A Yekaterinburg city contract from Jan. 12, reviewed by The Washington Post, showed that more than $560,000 was paid to a company to catch and hold stray dogs.
Dmitrieva said dogs in Yekaterinburg are kept for 10 days before being euthanized.
In 2014, Sochi paid a company about $29,000 to remove 1,200 stray dogs and cats, using poisoned darts. Dmitrieva said the concern is that the same method may be used this time.
“This looks like the economically effective way, but another question is: How do you measure life or death by economic effectiveness?” Dmitrieva said.
One recent Sunday at a shelter in north Moscow, dogs rushed to the front of their cages at the sign of a person approaching, pressing their front paws against the bars. Four or five to a cell with snow covering the bottom, they barked and howled for attention. They are rarely let out of the cages, and most will spend their entire lives at the shelter.
Ekaterina Denisova volunteers here every week — on this particular day, she battled Moscow’s worst snowstorm in recent memory to get there. Like many volunteers, she has occasionally wondered if these dogs would be better off back on the streets.
Shelters across Russia are expecting an influx of dogs as the World Cup nears. But Kelly O’Meara, senior director of companion animals and engagement at Humane Society International, said that because Russia doesn’t have “an adoption culture,” taking strays to a shelter isn’t the country’s best course of action. The shelters are overcrowded, she said, and many of the dogs are unprepared for the confined quarters.
With just four months to go until the World Cup, O’Meara recommends mass vaccination for the rabies virus, a program she thinks would be relatively easy to implement.
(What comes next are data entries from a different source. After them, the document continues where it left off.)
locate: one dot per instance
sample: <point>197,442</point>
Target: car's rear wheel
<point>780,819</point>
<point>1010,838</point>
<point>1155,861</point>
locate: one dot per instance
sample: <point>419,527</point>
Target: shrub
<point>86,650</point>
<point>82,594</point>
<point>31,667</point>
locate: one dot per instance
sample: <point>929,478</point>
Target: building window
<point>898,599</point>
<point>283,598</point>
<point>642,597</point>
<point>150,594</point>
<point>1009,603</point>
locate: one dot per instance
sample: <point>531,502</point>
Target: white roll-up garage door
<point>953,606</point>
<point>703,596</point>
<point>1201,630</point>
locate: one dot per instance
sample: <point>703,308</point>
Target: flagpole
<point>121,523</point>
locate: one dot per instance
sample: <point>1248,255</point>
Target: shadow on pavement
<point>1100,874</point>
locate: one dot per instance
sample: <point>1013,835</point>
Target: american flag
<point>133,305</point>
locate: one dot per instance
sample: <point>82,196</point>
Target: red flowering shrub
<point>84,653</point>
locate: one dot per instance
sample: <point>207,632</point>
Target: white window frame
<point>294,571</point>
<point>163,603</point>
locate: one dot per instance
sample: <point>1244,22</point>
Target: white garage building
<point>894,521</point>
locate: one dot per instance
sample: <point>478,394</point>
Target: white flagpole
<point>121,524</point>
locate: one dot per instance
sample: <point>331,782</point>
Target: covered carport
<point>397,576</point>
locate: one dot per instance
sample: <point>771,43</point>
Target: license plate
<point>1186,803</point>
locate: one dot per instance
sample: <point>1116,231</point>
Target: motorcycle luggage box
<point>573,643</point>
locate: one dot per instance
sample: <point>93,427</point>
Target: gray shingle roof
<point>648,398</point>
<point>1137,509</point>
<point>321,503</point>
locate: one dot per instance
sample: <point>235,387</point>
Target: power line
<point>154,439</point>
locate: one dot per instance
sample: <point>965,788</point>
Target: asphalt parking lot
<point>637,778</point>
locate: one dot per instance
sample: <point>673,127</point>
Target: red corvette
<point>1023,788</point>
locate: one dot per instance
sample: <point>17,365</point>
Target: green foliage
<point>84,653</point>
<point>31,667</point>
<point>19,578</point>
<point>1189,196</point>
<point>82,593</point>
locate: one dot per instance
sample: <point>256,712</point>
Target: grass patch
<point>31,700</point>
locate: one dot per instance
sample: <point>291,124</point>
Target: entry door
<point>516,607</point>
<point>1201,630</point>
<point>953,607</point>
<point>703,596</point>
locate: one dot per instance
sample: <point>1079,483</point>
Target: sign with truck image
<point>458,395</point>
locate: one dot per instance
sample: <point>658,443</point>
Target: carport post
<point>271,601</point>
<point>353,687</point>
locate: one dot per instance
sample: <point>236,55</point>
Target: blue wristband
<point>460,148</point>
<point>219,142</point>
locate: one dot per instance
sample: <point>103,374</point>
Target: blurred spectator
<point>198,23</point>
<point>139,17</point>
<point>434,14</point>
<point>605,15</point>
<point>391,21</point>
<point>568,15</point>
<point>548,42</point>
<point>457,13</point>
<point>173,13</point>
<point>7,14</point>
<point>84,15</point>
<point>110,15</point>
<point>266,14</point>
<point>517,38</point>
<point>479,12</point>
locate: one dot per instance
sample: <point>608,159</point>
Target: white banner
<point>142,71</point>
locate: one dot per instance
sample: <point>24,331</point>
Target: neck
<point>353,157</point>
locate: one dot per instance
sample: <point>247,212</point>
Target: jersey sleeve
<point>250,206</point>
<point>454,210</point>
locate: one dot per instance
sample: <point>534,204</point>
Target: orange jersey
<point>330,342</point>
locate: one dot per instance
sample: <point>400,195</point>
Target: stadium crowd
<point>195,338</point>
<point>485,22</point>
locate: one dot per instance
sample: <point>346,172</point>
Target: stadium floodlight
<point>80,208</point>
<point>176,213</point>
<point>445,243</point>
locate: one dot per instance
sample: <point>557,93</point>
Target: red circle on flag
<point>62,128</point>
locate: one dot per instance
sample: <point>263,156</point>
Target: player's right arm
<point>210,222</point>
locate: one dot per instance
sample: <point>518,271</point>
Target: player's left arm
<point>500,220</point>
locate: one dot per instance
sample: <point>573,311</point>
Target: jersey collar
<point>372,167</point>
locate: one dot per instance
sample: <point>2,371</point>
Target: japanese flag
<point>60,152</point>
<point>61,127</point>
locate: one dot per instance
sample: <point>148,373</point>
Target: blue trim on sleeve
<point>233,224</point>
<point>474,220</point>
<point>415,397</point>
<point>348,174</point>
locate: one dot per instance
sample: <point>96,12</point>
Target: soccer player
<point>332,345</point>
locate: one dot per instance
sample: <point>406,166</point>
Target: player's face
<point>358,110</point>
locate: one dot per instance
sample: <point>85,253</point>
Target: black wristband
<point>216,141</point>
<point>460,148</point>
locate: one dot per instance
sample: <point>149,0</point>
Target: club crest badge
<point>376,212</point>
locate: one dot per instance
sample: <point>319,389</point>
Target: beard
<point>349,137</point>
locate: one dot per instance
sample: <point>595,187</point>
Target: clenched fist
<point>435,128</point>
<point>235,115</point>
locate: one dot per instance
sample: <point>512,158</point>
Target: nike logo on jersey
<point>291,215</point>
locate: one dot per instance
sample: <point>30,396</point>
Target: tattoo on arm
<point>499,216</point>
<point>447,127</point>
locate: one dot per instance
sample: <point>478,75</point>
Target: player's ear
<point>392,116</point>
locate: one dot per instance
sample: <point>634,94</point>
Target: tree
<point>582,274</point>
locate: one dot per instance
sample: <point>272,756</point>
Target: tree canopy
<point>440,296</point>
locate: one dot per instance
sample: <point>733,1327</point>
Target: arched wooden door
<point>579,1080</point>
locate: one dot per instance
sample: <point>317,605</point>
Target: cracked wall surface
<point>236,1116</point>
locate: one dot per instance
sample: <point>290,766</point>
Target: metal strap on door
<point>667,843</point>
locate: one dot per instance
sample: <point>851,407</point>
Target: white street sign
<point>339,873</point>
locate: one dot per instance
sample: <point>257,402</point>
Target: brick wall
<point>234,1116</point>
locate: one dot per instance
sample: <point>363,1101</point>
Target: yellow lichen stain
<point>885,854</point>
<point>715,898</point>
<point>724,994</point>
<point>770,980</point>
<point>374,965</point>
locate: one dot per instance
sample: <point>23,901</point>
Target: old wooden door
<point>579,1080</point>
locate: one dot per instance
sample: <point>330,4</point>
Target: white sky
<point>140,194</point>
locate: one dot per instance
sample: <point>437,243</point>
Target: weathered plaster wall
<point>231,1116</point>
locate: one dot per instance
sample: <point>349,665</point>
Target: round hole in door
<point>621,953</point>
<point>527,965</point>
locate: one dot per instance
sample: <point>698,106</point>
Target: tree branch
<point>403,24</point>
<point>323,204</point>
The most visible dogs are typically the friendliest, and they’re the easiest to catch. Vaccinate them, publicize the program to calm public fears, and the problem is solved, she said.
“If you remove a street dog from the streets, or you remove a number of street dogs, the reason that there’s always new street dogs is you’re just opening up a void” for new arrivals, O’Meara said. “It’s a never-ending cycle.
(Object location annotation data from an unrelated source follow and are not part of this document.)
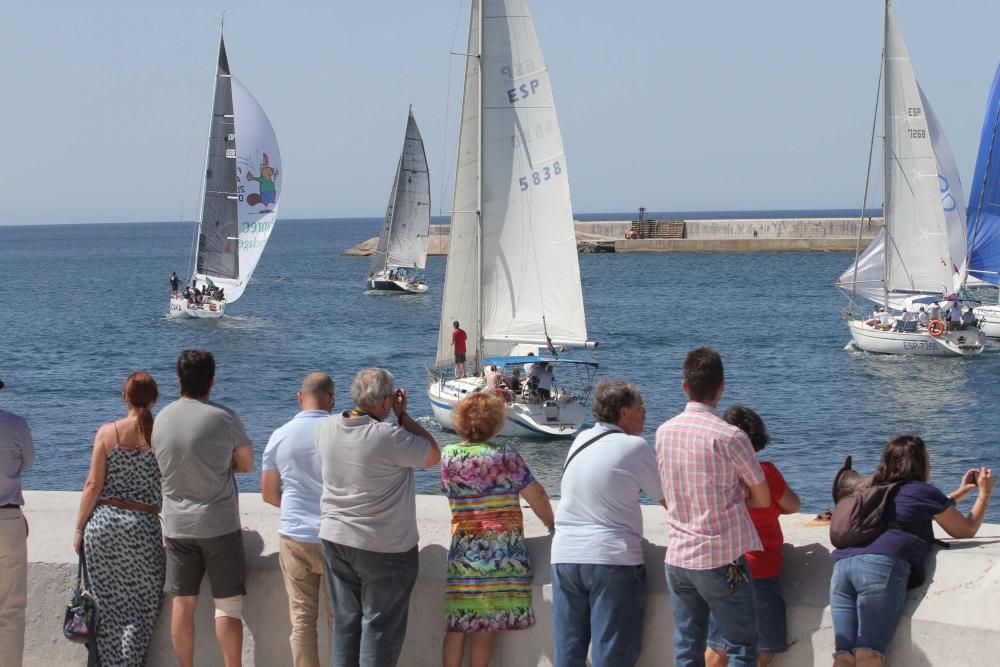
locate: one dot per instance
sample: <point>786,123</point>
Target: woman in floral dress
<point>118,528</point>
<point>489,572</point>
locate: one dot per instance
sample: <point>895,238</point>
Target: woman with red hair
<point>118,528</point>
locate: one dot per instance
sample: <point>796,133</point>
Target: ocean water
<point>81,306</point>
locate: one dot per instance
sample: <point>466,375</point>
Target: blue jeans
<point>605,604</point>
<point>371,599</point>
<point>867,594</point>
<point>771,628</point>
<point>694,594</point>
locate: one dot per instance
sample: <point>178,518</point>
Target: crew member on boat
<point>458,338</point>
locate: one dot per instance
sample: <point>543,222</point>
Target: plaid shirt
<point>705,465</point>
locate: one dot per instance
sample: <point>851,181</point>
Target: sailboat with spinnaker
<point>402,244</point>
<point>919,258</point>
<point>513,275</point>
<point>239,203</point>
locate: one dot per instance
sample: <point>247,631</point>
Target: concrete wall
<point>950,621</point>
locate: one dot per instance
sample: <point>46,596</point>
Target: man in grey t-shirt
<point>199,445</point>
<point>369,522</point>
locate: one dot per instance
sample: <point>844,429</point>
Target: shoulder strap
<point>584,446</point>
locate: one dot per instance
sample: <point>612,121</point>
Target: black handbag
<point>80,620</point>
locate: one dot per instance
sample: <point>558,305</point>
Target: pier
<point>731,235</point>
<point>950,620</point>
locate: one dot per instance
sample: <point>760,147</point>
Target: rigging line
<point>447,107</point>
<point>868,179</point>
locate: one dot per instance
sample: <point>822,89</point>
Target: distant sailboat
<point>239,203</point>
<point>513,275</point>
<point>984,211</point>
<point>402,244</point>
<point>919,257</point>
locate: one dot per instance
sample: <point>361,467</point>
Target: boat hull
<point>964,343</point>
<point>989,320</point>
<point>547,419</point>
<point>396,286</point>
<point>180,308</point>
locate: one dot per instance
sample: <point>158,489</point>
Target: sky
<point>675,106</point>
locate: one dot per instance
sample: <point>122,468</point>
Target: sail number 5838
<point>540,176</point>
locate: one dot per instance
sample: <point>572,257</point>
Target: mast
<point>196,245</point>
<point>479,197</point>
<point>886,195</point>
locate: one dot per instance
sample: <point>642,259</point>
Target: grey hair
<point>371,386</point>
<point>610,397</point>
<point>317,382</point>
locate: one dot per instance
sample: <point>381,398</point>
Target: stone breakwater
<point>951,620</point>
<point>734,235</point>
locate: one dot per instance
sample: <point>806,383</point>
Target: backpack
<point>859,517</point>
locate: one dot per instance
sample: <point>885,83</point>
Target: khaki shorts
<point>222,558</point>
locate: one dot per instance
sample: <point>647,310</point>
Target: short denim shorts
<point>771,629</point>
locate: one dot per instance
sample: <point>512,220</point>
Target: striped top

“Those friendly dogs that are being removed live harmoniously with people, but at the same time, they maintain that territory, so other dogs don’t come in,” she said. “So maybe more elusive, more aggressive, more unfriendly dogs are the ones that are going to be harder to catch. They’re the ones that are going to move into that void and repopulate it.”
Concerns about Russia’s stray dogs — and the potential flak their fate could draw during the World Cup — have not been lost on soccer officials. The sport’s international governing body, FIFA, and the Local Organizing Committee said in a statement to The Post on Friday that they “in no way condone cruel treatment of wild and stray animals” and would be monitoring “the appearance of stray animals in the stadiums” and “responding to any case in a humane manner.”
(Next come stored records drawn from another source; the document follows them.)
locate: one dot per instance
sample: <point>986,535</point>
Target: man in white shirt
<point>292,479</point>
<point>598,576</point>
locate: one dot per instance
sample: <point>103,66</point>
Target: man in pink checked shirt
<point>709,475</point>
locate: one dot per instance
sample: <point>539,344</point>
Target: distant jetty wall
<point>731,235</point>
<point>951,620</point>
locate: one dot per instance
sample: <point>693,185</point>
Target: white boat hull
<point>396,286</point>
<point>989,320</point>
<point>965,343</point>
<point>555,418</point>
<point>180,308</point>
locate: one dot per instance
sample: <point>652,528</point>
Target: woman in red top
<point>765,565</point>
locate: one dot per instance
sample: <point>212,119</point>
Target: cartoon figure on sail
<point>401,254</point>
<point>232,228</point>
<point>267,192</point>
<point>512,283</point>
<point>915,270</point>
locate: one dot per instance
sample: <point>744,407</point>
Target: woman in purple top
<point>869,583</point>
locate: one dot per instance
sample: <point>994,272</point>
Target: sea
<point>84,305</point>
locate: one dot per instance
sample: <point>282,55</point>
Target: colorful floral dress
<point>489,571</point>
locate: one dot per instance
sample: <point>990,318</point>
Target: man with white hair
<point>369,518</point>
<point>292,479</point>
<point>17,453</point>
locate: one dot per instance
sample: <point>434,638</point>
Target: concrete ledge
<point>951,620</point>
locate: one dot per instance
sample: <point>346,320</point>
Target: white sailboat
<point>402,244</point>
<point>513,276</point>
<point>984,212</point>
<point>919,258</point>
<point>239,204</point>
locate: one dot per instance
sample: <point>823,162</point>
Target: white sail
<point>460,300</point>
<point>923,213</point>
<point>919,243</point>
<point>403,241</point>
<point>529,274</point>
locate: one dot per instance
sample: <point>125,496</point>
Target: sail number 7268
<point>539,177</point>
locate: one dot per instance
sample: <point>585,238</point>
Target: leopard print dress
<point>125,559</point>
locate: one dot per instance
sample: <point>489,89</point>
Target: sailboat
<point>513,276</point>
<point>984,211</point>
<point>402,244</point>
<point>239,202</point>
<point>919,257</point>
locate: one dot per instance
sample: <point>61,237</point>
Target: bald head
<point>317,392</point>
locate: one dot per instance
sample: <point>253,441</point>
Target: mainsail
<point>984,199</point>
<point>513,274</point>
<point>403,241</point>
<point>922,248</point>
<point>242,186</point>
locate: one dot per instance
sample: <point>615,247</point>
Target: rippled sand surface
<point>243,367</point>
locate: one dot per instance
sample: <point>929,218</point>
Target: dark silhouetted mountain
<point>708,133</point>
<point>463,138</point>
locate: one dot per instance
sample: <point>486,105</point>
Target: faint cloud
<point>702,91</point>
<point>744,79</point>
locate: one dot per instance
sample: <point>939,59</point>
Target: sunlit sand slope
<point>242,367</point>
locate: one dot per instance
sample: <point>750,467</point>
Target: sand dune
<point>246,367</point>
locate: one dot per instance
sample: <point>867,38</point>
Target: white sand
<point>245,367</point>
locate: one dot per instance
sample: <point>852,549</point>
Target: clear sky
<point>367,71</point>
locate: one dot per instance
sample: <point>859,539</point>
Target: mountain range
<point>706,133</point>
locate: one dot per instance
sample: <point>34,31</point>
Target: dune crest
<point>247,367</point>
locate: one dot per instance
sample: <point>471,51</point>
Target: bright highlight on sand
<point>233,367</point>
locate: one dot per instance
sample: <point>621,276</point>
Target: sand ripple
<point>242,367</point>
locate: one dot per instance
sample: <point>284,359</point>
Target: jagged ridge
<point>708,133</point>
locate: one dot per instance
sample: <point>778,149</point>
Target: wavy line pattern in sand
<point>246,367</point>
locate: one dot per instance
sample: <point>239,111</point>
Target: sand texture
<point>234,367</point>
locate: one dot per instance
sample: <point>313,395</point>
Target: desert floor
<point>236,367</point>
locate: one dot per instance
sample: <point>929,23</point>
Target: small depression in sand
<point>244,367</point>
FIFA and the organizing committee also said they were in contact with the host cities and “expect them to ensure the welfare of the animal population.”
O’Meara said Humane Society International has written to Russian authorities offering to assist with vaccinations. But the long-term solution is sterilization, O’Meara and others say — neutering street dogs so that the population will decline naturally over time. That would also be the most cost-effective approach, she said.
Considering that Russia was chosen as the 2018 World Cup host eight years ago — and met with a furious reaction to the killing of dogs at the Sochi Olympics four years ago — activists say they are disappointed the country didn’t turn to the sterilization option sooner.
“Sochi was a catastrophe, and then the government said that they will never repeat what happened in Sochi,” Dmitrieva said. “Nothing is getting better. It’s getting worse.”